Boeing said that by 2029 the global fleet would expand 64% to 30,900 aircraft from 18,890 today. They see this as a $3.6 trillion opportunity for plane sales over the next 20 years for builders of passenger and cargo aircraft. As late as last year their forecast was for 29,000 planes and $3.2 trillion in sales.

According to Boeing the Asia-Pacific region will produce the most opportunities and especially for single isle jets. Boeing said the continued demand for the 737 and the A320 has been much stronger than expected. "We significantly underestimated the demand for this period."

Of the 30,900 airplanes expected to be built and sold during this period about 47% will be single isle jets seating 100-200 people. 45% will e wide-body planes which can sit 200-600 people.

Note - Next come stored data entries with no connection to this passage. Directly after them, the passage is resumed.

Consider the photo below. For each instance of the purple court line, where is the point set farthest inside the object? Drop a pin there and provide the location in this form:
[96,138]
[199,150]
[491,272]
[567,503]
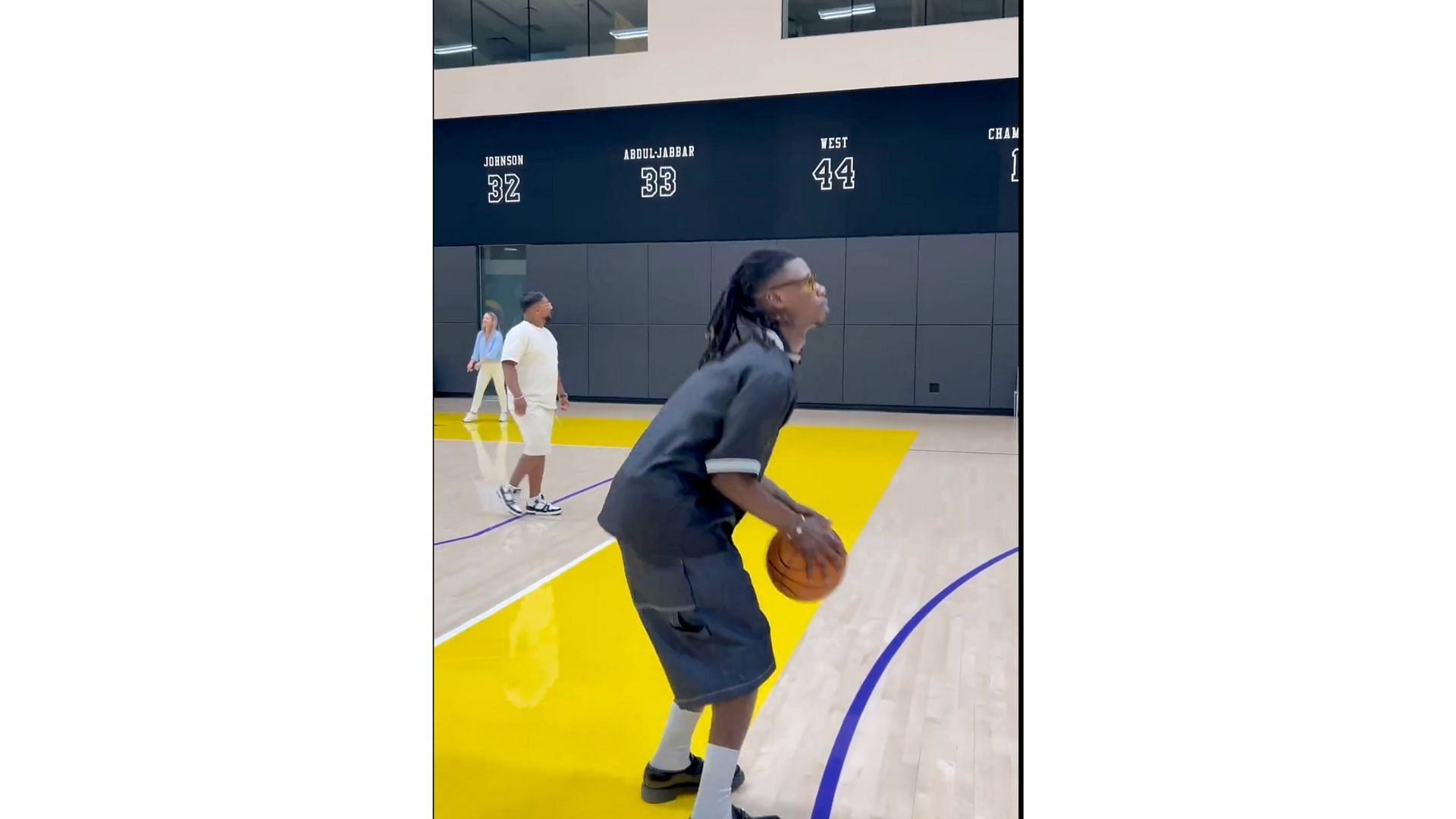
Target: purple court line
[492,528]
[829,783]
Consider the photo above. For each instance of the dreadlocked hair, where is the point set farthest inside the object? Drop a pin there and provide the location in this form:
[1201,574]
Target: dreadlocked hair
[739,318]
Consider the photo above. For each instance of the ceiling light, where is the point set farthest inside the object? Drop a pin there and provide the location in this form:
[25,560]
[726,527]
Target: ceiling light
[846,12]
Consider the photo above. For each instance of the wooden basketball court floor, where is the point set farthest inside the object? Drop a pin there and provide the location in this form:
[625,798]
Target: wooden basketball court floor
[897,697]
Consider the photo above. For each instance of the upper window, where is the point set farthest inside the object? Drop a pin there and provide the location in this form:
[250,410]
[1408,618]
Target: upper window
[810,18]
[482,33]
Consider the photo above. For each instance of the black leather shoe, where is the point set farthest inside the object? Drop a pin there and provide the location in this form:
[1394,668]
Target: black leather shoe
[742,814]
[664,786]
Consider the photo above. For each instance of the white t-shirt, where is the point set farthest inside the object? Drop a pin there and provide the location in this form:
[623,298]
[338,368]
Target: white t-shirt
[533,349]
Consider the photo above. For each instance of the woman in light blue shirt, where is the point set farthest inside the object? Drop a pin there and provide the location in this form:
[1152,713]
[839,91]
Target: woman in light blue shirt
[485,362]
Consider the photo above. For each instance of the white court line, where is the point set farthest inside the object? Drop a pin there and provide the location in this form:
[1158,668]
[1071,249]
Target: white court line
[522,594]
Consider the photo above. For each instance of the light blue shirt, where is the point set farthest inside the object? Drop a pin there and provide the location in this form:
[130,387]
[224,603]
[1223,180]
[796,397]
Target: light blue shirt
[488,350]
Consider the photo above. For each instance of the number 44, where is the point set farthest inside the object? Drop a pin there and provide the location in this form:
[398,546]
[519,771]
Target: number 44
[845,174]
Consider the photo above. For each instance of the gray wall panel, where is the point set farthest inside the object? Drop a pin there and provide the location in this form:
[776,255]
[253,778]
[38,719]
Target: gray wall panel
[880,280]
[956,279]
[456,281]
[618,276]
[905,312]
[619,360]
[959,360]
[1005,359]
[560,271]
[821,373]
[826,259]
[880,365]
[453,344]
[673,353]
[1008,279]
[679,283]
[573,354]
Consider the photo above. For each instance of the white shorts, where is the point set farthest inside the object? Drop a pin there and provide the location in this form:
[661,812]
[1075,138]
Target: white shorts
[535,428]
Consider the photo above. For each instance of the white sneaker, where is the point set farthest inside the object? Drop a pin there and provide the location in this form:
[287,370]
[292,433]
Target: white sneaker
[511,497]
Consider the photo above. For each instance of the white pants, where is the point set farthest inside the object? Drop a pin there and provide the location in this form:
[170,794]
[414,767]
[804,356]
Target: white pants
[488,372]
[535,428]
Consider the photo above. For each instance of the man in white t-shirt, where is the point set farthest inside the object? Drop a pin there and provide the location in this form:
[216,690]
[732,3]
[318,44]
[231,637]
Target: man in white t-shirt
[533,384]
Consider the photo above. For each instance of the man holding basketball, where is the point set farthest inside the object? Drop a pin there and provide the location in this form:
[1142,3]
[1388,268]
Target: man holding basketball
[674,503]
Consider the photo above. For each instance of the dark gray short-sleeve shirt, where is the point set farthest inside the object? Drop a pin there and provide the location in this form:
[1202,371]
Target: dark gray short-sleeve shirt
[724,419]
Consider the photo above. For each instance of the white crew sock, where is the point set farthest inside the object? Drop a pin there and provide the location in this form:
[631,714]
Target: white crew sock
[715,792]
[672,754]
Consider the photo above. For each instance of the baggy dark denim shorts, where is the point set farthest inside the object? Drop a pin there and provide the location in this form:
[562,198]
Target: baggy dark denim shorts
[704,620]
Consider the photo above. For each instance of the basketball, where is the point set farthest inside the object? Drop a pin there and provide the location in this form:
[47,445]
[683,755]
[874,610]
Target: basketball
[789,573]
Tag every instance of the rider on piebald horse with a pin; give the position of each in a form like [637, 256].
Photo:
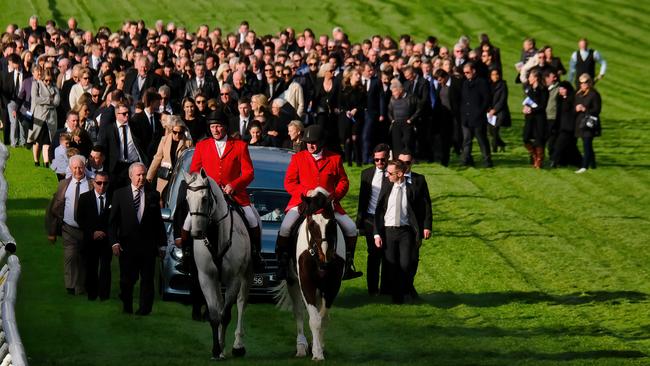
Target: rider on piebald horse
[227, 161]
[309, 169]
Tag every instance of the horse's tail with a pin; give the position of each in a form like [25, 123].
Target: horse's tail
[282, 297]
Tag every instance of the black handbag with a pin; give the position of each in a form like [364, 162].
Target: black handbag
[164, 173]
[589, 122]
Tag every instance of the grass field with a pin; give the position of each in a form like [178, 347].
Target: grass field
[525, 267]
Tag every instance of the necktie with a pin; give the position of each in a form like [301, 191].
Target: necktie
[101, 205]
[76, 199]
[136, 203]
[153, 123]
[125, 143]
[398, 207]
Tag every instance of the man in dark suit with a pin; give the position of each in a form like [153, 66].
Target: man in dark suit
[123, 144]
[201, 83]
[475, 103]
[140, 78]
[400, 224]
[239, 125]
[372, 85]
[149, 122]
[372, 181]
[136, 230]
[93, 212]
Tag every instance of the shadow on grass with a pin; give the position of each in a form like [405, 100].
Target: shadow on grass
[356, 297]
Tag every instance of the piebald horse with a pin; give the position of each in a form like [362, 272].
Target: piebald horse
[315, 276]
[223, 258]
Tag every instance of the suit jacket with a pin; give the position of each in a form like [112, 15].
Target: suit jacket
[55, 210]
[304, 173]
[365, 191]
[139, 238]
[90, 220]
[109, 138]
[234, 167]
[210, 88]
[419, 206]
[151, 135]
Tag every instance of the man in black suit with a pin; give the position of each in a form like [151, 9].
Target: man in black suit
[93, 213]
[373, 90]
[136, 230]
[475, 103]
[123, 143]
[420, 185]
[239, 125]
[372, 181]
[400, 223]
[140, 78]
[201, 83]
[149, 122]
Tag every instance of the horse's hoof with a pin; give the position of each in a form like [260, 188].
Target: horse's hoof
[239, 352]
[301, 350]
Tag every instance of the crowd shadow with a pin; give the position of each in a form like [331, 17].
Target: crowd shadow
[357, 297]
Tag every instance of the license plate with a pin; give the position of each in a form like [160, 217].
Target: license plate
[258, 280]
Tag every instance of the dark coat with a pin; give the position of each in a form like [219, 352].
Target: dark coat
[419, 206]
[140, 238]
[500, 103]
[475, 102]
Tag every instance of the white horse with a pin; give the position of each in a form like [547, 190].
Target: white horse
[223, 258]
[315, 276]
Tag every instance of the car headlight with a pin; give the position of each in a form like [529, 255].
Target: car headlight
[177, 253]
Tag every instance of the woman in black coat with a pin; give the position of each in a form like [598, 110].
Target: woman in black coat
[566, 152]
[587, 102]
[352, 102]
[499, 108]
[535, 113]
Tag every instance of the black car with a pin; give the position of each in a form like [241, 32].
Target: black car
[267, 195]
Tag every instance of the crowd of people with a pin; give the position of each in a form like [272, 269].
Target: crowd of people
[91, 104]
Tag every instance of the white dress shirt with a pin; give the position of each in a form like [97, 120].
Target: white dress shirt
[133, 151]
[141, 208]
[389, 216]
[374, 192]
[221, 145]
[68, 208]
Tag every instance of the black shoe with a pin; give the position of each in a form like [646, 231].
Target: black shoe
[142, 312]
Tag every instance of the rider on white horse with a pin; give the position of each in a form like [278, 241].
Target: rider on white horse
[227, 161]
[309, 169]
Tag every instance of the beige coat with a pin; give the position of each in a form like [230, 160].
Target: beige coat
[163, 158]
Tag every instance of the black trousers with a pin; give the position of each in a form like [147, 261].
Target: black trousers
[376, 262]
[481, 136]
[132, 266]
[399, 245]
[98, 270]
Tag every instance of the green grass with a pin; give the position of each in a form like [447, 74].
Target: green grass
[525, 267]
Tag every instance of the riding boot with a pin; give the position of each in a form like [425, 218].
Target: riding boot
[282, 246]
[539, 157]
[255, 235]
[350, 270]
[531, 153]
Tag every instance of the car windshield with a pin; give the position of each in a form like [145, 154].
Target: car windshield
[270, 204]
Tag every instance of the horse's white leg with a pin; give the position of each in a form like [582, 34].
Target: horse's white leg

Boeing expects 43% of all flights to originate in the Asia Pacific region by 2029 and that region will be the largest buyer of wide-body jets at 40% of the total demand.

The North American and European markets will also be buying new jets to replace their aging fleet. The world freighter fleet, currently 1,750 planes, is expected to expand to 2,980.

These projections are based on the current slow growth economic recovery model. Boeing says an acceleration of the growth rate would dramatically increase the number of plane flying by 2029 to as many as 36,300 new planes.

I have just one question for Boeing. What will fuel this enormous fleet of planes?

According to the U.S. government airlines and commercial aviation consumed 14.7 billion gallons of jet fuel and aviation gasoline in 2005 when the world economies were healthy. That equates to approximately 350,000,000 barrels of jet fuel.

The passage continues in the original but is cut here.